Patients place tremendous amounts of trust in their doctors and this should only be fair since after years and years of study. A recent report released by government health officials showed that within a period of three years, from 2010 to 2013, 17 percent fewer mistakes had taken place in US hospitals. Summed up, the number of patients whose lives were spared by this decrease in error occurrence comes up to a figure that can’t be overlooked: 50,000.
Such results only show that medical practice and learning is increasing in quality. Such decreases in fatalities can be attributed to a reduction in hospital mistakes and poor medical care. It is one of the many “historic improvements” that health government officials spoke about. Apart from the staggering decrease in hospital errors, the Centers for Medicare and Medicaid Services also investigated the number of hospital acquired illnesses (from urinary tract infections to pneumonia and bedsores). Their results showed that these conditions had also decreased 9 percent from 2012 to 2013.
The issue of hospital care errors was brought to the public’s focus in 1999, when the Institute of Medicine announced that approximately 98,000 people would lose their lives because of easily preventable mistakes.

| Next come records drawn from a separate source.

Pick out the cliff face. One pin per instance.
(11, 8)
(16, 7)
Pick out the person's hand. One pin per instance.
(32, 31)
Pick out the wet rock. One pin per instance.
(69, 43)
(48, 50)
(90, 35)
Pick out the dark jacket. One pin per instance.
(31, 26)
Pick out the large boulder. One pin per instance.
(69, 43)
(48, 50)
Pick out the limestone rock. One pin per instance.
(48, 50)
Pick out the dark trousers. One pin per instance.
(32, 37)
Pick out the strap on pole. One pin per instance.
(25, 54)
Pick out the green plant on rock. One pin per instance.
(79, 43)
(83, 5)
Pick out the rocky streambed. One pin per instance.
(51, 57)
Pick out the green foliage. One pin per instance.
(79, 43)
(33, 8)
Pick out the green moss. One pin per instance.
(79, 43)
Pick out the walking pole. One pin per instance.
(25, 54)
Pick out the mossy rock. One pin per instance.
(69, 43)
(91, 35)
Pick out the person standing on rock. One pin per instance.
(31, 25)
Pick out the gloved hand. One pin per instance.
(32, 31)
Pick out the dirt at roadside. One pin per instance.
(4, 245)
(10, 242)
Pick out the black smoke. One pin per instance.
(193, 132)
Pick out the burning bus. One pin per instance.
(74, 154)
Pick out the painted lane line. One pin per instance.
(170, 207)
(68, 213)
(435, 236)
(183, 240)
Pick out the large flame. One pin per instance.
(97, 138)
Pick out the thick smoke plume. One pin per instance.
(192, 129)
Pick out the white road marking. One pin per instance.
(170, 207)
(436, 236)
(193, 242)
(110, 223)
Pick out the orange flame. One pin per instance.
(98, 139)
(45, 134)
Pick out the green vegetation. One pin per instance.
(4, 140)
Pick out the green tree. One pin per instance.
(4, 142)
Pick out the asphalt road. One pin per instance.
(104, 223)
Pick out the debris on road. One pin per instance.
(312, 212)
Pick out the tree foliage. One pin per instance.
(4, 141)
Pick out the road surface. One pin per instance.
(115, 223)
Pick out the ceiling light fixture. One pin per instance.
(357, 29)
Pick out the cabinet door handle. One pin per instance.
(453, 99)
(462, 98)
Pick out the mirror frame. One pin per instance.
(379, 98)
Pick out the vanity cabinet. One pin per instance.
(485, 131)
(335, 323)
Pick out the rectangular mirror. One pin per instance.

These errors included falls, infections and pneumonia. However, the number almost doubled in 2010 when inspectors announced that 180,000 Medicare patients lost their lives yearly because of dub-par hospital care.
To obtain the data on which the new information is based, Health and Human Services officials analyzed tens of thousands of patient records beginning with 2010.
It has already been suggested that President Barack Obama’s reform in the healthcare system was responsible for such steep declines in fatalities. Medicare has radically changed the way in which hospitals are paid. If patients are re-admitted too often over the 30 days following an initial admittance, CMS requires a reimbursement, explaining that the patient’s care was poor the first time around.
The same results showed that 1.3 million fewer patients had suffered hospital acquired conditions in 2013. And the numbers also bring a much desired side-effect: when not having to treat conditions resulted due to sub-par hospital care, costs are also significantly lowered. In fact, savings of approximately $12 billion were reported.